Ill be there alittle late I have to go to a christmas party and recieve a Scholarship I applied for.


----------



## Brad Hanson (Nov 13, 2004)

I look forward to seeing everyone tommorow night! Bob and I are working on a formal agenda. Be prepared to dicuss any ideas you may have to raise funds or donations for the raffles. We will need general raffles and door prizes. Lets think a little different than other dinners! Why do prizes have to be outdoor or hunting gear? Why not oil changes or phone cards? Just a thought.


----------



## DeltaBoy (Mar 4, 2004)

Fargo boyz...

I sent Jed a PM with a few suggestions about donations, if you need any guidance let me know. :wink:


----------



## Bob Kellam (Apr 8, 2004)

Delta meeting 12/23/04 7:00PM Old Chicago

How is it looking for tomorrow night guys? I know of two that will not be there due to other activities. I hope the rest can make it.

Bob


----------



## mallard (Mar 27, 2002)

I cant make it.I have a huge job I am finishing up(gotta pay for those presents some how).


----------



## Brad Hanson (Nov 13, 2004)

With the Holidays so close we understand if you cant make it to the meeting! If you cant make it Have A VERY SAFE and wonderful Chistmas and we'll see you soon! For the rest who can make it we'll meet at the same place and same time. I will assemble a brief agenda, but the major item is that we were all going to check for conflicts on the April date. Once we confirm the date we can book the hall get the tickets made.

See you tonight!

Brad


----------



## Decoyer (Mar 2, 2002)

Not gonna be able to make it this week


----------



## djleye (Nov 14, 2002)

Might be tough, promised the kids we would go see santa after work today.......we'll see, I will try to get there!!


----------



## Simple (Oct 6, 2004)

I will be there.


----------



## Brad Hanson (Nov 13, 2004)

Thanks to those who were able to make the meeting last and for those who couldn't HAVE A GREAT AND VERY SAFE HOLIDAY! Unless there are some major issues that the group needs to address we won't be meeting next week. We will begin again the first Thursday in January.

items that were dicussed:

April 14th is the new date for the dinner. Lynda is not in until Tuesday so if are there conflicts we are unaware of let me know by then. If the date stands we will get the tickets printed next week.

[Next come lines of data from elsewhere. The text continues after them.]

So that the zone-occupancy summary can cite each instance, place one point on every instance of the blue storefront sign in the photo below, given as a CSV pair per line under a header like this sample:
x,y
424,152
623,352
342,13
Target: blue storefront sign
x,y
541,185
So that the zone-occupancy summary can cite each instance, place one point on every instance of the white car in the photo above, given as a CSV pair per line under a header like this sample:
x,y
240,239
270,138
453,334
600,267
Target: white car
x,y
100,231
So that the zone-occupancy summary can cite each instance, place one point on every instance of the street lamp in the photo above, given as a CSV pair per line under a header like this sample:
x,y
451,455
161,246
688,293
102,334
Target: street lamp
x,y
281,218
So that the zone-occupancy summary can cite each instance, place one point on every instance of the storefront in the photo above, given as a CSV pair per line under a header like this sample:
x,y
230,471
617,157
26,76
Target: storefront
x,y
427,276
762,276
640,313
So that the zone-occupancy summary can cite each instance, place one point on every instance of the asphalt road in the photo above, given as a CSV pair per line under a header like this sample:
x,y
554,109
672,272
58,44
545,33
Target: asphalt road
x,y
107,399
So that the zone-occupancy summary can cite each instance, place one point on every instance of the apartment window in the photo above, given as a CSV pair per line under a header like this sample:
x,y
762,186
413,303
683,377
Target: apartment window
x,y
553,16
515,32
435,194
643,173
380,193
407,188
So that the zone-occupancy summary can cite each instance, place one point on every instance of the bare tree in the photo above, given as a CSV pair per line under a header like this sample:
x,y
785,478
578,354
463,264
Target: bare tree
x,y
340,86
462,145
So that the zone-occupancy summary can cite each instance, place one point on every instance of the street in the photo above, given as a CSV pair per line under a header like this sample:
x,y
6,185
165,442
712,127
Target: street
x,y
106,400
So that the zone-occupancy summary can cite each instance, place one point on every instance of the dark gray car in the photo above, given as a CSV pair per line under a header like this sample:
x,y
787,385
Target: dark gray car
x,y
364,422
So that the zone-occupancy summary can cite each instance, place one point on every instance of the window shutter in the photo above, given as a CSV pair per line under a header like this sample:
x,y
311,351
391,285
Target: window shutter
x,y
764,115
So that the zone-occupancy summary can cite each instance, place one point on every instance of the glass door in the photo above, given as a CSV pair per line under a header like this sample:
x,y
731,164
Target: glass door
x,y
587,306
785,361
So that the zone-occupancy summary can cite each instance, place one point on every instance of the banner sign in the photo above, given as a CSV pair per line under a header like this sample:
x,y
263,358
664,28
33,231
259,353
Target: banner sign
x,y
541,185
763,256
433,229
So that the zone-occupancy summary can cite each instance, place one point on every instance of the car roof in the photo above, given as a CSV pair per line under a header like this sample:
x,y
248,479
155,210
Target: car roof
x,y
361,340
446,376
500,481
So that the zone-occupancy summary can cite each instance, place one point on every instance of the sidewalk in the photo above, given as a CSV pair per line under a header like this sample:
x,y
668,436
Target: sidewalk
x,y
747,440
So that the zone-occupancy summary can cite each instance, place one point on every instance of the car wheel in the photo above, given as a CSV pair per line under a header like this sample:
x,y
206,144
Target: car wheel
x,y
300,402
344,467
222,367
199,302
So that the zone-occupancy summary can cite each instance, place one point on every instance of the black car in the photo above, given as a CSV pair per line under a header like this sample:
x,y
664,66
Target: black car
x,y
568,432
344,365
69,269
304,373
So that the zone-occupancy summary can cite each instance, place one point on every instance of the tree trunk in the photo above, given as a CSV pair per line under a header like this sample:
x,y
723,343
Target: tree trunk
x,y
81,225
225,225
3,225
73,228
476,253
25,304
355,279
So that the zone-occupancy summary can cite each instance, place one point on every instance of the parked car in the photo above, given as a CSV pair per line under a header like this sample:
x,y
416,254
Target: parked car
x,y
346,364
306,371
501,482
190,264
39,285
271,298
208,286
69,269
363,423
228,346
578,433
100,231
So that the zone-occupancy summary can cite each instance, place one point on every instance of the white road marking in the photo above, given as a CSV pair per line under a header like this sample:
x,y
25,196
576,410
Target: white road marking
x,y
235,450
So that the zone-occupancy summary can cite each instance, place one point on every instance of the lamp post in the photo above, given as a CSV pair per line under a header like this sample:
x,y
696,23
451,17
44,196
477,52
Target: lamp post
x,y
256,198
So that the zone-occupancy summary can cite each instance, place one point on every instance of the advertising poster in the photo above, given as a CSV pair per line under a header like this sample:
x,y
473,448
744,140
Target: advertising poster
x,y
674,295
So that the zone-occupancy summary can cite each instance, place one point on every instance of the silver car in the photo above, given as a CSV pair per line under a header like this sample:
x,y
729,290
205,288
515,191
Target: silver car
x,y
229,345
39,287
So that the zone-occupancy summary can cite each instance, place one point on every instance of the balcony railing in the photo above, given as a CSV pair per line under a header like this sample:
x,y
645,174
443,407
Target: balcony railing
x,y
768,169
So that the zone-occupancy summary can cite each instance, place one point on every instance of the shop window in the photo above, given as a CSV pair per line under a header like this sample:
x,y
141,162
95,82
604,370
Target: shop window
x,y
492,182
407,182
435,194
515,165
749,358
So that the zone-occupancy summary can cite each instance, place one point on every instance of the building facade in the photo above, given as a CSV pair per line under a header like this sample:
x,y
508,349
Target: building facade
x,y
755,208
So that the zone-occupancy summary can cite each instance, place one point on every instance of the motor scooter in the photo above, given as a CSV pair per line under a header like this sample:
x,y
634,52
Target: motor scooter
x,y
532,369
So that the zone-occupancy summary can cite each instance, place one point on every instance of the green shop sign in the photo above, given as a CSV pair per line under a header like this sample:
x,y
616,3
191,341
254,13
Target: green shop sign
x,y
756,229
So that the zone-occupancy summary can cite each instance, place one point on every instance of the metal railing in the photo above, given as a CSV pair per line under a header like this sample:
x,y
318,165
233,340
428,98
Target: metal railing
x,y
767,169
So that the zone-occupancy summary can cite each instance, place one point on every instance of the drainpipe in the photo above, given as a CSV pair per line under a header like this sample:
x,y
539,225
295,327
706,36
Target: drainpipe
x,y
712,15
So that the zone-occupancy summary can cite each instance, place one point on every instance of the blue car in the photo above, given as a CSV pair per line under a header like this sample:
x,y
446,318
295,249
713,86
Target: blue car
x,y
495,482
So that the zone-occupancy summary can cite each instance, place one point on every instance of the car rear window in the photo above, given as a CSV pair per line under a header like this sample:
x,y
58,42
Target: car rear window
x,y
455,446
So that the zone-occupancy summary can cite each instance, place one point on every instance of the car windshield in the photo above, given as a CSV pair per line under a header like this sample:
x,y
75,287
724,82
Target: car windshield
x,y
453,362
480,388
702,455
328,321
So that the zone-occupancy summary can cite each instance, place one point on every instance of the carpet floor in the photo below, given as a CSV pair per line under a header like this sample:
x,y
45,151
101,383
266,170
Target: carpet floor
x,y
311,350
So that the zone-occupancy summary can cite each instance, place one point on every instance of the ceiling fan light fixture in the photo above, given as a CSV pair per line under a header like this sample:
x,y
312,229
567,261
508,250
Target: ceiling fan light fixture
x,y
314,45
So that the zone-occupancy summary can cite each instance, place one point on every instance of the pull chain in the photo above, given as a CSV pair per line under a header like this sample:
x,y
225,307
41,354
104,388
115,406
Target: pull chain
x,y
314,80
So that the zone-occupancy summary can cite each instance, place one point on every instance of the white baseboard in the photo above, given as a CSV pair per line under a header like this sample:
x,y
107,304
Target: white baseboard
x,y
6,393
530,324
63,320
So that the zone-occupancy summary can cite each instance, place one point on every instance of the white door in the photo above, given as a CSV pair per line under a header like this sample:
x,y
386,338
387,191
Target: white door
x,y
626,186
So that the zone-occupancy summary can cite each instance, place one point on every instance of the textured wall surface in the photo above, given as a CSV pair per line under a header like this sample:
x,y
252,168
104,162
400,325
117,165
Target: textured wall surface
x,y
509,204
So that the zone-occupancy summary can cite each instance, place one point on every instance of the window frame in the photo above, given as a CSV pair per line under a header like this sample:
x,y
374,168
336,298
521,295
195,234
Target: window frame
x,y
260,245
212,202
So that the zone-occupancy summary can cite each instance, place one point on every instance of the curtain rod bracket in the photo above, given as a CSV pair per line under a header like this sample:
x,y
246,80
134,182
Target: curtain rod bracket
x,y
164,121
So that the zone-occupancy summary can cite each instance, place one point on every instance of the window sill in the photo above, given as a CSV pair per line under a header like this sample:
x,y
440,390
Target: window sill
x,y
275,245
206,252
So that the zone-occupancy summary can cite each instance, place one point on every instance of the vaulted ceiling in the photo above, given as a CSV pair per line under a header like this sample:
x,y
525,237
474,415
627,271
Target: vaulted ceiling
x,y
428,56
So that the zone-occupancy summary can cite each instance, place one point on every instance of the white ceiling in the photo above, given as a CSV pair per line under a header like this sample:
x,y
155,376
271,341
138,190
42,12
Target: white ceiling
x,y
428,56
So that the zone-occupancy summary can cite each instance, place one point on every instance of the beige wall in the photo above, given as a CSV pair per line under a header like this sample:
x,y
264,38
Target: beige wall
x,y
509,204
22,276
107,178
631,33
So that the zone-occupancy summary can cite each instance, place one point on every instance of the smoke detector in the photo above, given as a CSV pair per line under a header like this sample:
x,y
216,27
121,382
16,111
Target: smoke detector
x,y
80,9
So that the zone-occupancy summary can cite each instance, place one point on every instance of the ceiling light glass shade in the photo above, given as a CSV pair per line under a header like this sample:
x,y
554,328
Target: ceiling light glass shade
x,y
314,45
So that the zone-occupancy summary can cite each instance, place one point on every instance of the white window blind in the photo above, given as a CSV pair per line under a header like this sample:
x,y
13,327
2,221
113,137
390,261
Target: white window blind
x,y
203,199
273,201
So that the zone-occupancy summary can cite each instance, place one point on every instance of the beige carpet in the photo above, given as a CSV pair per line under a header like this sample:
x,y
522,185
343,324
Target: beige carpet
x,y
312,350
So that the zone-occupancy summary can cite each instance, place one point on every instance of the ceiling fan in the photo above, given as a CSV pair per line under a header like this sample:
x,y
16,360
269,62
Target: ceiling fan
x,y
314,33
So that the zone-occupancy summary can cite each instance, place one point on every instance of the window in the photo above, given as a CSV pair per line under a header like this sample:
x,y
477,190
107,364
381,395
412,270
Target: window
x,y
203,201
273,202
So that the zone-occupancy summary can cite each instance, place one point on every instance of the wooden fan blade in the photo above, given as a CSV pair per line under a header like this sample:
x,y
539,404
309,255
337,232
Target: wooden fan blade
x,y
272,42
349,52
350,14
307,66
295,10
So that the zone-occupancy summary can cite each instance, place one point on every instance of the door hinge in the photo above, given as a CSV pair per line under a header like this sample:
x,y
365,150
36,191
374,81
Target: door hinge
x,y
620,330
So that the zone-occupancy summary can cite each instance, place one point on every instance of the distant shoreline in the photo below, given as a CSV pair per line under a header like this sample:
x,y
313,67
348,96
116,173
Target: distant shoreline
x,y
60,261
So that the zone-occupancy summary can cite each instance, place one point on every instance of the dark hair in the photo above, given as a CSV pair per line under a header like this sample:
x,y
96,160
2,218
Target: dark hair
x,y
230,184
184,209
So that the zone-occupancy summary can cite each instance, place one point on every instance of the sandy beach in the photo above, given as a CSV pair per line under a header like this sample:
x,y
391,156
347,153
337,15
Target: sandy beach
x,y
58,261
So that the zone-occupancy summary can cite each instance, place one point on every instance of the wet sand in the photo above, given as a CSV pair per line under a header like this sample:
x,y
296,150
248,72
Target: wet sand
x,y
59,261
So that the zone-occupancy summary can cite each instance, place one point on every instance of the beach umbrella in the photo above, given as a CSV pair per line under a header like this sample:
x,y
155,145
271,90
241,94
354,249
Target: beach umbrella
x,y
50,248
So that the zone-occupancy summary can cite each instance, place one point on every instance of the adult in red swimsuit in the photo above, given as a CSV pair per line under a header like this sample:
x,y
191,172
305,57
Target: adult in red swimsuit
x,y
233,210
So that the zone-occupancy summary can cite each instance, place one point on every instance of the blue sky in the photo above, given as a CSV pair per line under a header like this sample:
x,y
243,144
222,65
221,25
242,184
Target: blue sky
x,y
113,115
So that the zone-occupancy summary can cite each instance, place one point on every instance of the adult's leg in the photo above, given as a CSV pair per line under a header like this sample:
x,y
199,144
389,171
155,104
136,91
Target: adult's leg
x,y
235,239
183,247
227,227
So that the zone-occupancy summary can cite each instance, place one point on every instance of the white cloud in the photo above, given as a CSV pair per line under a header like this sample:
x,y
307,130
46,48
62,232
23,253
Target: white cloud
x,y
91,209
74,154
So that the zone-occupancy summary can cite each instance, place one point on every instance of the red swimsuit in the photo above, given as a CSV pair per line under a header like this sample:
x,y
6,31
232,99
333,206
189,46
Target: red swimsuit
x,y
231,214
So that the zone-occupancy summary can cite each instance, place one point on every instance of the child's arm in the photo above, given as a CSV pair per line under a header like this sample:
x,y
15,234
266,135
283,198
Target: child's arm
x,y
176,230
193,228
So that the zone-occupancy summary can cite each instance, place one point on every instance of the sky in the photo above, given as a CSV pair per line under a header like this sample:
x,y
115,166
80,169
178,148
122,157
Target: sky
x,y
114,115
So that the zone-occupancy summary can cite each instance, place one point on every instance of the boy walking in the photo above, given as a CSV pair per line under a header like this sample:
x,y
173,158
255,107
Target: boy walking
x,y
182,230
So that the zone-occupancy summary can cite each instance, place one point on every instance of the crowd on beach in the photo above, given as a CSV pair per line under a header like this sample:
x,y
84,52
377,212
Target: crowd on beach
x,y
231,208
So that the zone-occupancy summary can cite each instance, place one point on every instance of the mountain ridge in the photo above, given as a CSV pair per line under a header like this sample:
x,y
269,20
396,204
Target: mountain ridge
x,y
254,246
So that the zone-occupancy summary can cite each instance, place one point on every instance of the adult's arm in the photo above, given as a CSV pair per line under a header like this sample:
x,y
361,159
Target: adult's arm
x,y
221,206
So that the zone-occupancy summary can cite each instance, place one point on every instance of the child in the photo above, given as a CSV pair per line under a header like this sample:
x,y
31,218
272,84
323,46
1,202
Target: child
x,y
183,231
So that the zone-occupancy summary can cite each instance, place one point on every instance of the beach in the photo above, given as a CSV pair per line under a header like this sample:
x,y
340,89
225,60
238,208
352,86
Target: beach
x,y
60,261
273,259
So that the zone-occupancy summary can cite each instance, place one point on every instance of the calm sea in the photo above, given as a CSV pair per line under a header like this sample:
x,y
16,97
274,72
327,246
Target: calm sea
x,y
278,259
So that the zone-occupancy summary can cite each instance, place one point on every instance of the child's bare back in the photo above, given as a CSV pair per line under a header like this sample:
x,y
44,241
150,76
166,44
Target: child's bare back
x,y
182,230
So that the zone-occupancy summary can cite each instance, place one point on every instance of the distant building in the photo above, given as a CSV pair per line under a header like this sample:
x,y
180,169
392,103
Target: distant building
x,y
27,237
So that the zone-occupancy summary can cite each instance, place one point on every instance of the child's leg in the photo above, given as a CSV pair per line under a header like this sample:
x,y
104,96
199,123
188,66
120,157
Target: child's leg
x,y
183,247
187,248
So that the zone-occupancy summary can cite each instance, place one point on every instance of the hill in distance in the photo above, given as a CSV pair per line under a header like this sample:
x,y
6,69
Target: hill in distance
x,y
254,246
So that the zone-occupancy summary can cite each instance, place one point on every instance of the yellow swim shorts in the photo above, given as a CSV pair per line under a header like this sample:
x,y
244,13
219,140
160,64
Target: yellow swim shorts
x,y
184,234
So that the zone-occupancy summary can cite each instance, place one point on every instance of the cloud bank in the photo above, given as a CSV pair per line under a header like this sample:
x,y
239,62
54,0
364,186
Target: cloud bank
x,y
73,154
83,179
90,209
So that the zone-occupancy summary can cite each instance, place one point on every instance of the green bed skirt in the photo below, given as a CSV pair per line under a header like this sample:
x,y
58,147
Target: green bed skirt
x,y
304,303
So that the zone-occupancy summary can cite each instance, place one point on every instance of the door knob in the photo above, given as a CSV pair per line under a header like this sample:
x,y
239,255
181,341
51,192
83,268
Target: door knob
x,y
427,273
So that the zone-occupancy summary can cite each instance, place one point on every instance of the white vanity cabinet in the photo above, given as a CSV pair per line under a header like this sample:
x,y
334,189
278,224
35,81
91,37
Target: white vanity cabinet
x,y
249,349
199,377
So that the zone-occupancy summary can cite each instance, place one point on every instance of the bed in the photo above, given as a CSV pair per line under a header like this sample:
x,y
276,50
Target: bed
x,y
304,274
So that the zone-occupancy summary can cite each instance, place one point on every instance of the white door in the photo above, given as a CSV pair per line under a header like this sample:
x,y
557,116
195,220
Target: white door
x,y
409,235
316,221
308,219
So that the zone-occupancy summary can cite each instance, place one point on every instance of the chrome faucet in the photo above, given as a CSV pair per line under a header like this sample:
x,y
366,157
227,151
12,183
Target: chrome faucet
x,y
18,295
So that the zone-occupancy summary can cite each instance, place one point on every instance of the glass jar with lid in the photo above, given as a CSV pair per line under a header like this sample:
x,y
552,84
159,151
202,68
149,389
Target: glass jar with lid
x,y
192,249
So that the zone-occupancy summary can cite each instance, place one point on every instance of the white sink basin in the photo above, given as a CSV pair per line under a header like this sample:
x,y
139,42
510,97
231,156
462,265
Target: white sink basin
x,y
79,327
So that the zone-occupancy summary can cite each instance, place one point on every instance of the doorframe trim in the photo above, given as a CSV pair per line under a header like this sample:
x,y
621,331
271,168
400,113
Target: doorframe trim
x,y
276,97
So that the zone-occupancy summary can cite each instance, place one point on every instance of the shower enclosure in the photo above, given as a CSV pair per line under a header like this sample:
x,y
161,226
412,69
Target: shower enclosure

We recieved a list of 20+ items from Bismark that are dontated items. Our stock of items has begun. I will start a spread sheet to keep track, please let me know when you recieve items so they can be included.

We would like to have a few "Premium" items in the wings to hold two to three timed raffels during the dinner. For instance A Delta O/U for $10 per ticket for the next 15 minutes. Lynda said that if we use the items our bottom line will be charged. If not we can send the items back at no charge.

Jim will be recieving the initial start up money to open our account next week. Jim, Bob and Brad will co-signers.

Have a happy holiday!


----------



## Bob Kellam (Apr 8, 2004)

Just wanted to remind everyone of the Delta Youth Hunt meeting on Monday December 27th 7:00 PM Old Chicago Chris Benson Will give us a perspective on how he has organized Youth Hunts in Canada, Please be there if you can.

Merry Christmas Everyone!!

Bob


----------



## Chris Benson (Apr 3, 2004)

Looking forward to meeting with you guys, see at Old Chicago Monday at 7:00.


----------



## Bob Kellam (Apr 8, 2004)

On behalf of the Fargo Delta Chapter I would like to Thank Chris Benson for meeting with us last night.

We gained some valuable insight into setting up our Delta Youth Hunt next fall.

Thanks also to all who attended. 

Thanks Chris.

Bob


----------



## Chris Benson (Apr 3, 2004)

No problem, I had a blast! Really enjoyed meeting with you guys!

It looks like the Fargo Youth Hunt is in good hands. Let me know if you need anything. I'll do my best to get what you need.

Thanks again for dinner! :beer:


----------



## Brad Hanson (Nov 13, 2004)

I really am sorry if there was any confusion but we hadnt planned on having a meeting last evening. We will start again next thursday at Old Chicago.

Brad


----------



## h2ofwlr (Feb 6, 2004)

Brad,

Good to see you and the guys starting a new fundraiser for DW! :jammin:

Alan


----------



## Brad Hanson (Nov 13, 2004)

Hey everyone! I look forward to getting everything back on track after the Holidays! We will see you At the Old Chicago tonight! Stay warm!


----------



## Brad Hanson (Nov 13, 2004)

Nest meeting at the West Fago VFW 7:00 thurs to look at the facility!!!!!!!!!!!! See you there!

Brad


----------